Indeed, cycle disturbances have been found in fasting studies on women:

For example:

  • In one study, women doing the 5:2 diet resulted in longer the normal cycles.

  • In another study, women doing a 72 hour fast had significantly suppressed LH pulsatility when measured during the fast, compared to the control group. (LH = “luteinizing hormone” which triggers ovulation).

Lastly…

Fasting and Blood Glucose + Insulin response: Males verse Females

I found this study quite interesting.

One of the proposed benefits of fasting is improved insulin sensitivity. However, this study showed that 22 days of alternate day fasting (36-hour fasts), actually IMPAIRED glucose response to a meal in the females, with no change in insulin response. Whereas, the men had no change in glucose response and a significant reduction in insulin.

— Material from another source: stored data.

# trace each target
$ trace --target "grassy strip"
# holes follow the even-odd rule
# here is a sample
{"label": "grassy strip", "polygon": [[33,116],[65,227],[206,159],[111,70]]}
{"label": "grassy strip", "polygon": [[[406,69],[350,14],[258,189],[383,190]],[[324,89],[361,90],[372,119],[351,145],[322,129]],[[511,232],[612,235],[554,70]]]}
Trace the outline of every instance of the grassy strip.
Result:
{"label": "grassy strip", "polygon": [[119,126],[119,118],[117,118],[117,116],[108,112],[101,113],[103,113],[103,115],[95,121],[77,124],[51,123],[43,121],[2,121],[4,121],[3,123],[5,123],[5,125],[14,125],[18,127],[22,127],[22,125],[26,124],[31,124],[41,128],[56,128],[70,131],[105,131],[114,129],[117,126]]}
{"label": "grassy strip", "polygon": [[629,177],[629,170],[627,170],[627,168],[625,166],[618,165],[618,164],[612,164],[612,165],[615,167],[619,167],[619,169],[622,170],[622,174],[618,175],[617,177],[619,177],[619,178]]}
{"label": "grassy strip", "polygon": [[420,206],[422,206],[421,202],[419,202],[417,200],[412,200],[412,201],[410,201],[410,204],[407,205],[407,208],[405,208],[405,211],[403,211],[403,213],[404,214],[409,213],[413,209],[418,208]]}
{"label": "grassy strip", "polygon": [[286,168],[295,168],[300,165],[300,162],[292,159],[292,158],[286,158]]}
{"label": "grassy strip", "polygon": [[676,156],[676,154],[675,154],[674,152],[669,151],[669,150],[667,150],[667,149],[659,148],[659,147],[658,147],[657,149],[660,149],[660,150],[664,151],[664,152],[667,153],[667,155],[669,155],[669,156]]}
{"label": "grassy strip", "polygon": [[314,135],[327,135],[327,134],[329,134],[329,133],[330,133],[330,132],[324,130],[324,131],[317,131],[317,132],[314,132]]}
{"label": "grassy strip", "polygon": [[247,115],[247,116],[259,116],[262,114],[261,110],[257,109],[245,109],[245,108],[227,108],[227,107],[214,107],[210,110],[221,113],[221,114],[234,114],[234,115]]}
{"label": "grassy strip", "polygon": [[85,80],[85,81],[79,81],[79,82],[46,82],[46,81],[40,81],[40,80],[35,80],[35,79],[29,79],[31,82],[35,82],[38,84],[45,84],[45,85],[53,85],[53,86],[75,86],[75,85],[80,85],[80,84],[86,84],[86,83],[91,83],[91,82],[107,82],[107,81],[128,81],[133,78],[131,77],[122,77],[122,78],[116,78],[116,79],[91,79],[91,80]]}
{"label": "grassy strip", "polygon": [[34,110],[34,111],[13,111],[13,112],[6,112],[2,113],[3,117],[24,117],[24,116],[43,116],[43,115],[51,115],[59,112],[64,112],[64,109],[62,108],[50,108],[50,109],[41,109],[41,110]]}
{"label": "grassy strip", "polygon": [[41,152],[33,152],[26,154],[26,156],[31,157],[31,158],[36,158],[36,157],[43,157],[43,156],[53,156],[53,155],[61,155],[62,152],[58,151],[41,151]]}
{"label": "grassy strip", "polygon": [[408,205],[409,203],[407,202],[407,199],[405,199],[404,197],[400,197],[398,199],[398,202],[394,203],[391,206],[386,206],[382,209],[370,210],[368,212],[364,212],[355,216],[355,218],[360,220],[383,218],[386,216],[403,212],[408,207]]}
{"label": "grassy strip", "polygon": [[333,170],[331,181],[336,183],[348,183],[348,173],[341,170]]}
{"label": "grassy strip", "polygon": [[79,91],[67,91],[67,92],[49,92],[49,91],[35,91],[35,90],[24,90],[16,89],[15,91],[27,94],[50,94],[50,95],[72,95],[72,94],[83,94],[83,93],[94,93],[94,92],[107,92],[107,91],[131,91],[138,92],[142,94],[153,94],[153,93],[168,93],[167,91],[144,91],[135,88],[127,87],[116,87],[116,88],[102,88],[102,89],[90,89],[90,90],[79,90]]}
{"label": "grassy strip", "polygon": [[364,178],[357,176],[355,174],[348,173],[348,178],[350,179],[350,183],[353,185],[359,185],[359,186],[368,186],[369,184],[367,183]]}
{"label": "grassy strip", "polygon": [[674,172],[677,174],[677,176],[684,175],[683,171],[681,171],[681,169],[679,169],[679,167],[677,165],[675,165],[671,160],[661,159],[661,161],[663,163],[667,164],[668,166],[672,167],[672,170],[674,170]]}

These results suggest that females may not get that same glucose and insulin sensitising effects of fasts as our male counterparts. Interesting.

Again, 36 hours is quite different to a 16:8 or 12 hour fast. But this highlights how proposed “benefits” may not always apply to females. Or in this case, they may make matters worse.

So where to from here?

Like everything, its a matter of how much and how often. The studies showing high-stress responses, thyroid suppression, and disrupted menstrual cycles have been from protocols with fasting durations over 24 hours.

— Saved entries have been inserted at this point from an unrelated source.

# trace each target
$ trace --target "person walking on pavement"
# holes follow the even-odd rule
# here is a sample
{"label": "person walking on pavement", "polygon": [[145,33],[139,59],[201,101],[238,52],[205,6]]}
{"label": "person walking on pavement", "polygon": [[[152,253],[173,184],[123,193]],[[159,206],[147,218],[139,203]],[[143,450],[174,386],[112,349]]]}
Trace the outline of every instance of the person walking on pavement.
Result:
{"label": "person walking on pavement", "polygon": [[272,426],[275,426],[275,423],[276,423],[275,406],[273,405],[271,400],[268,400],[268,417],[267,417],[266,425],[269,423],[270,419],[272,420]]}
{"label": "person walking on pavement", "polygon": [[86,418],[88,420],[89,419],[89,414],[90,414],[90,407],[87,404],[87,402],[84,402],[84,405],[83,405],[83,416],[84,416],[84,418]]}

It might be that shorter fasts (16:8 for example) only 1-2 times per week may be able to provide the metabolic benefit from the initial rise in stress hormones, without this benefit being undone by thyroid suppression.  I just don’t know just yet, but common sense would say that the shorter and less frequent the fast, the less perceived stress, and therefore less risk of hormonal disturbance.

So in summary….

Whether you are promoting fasting, or simply wanting to try it for yourself, please consider these differences in male and female physiology, as well as current stress and hormonal status.

If you have any concerns, with regards to fasting and how it may be impacting on your hormones, make sure you speak to a qualified practitioner.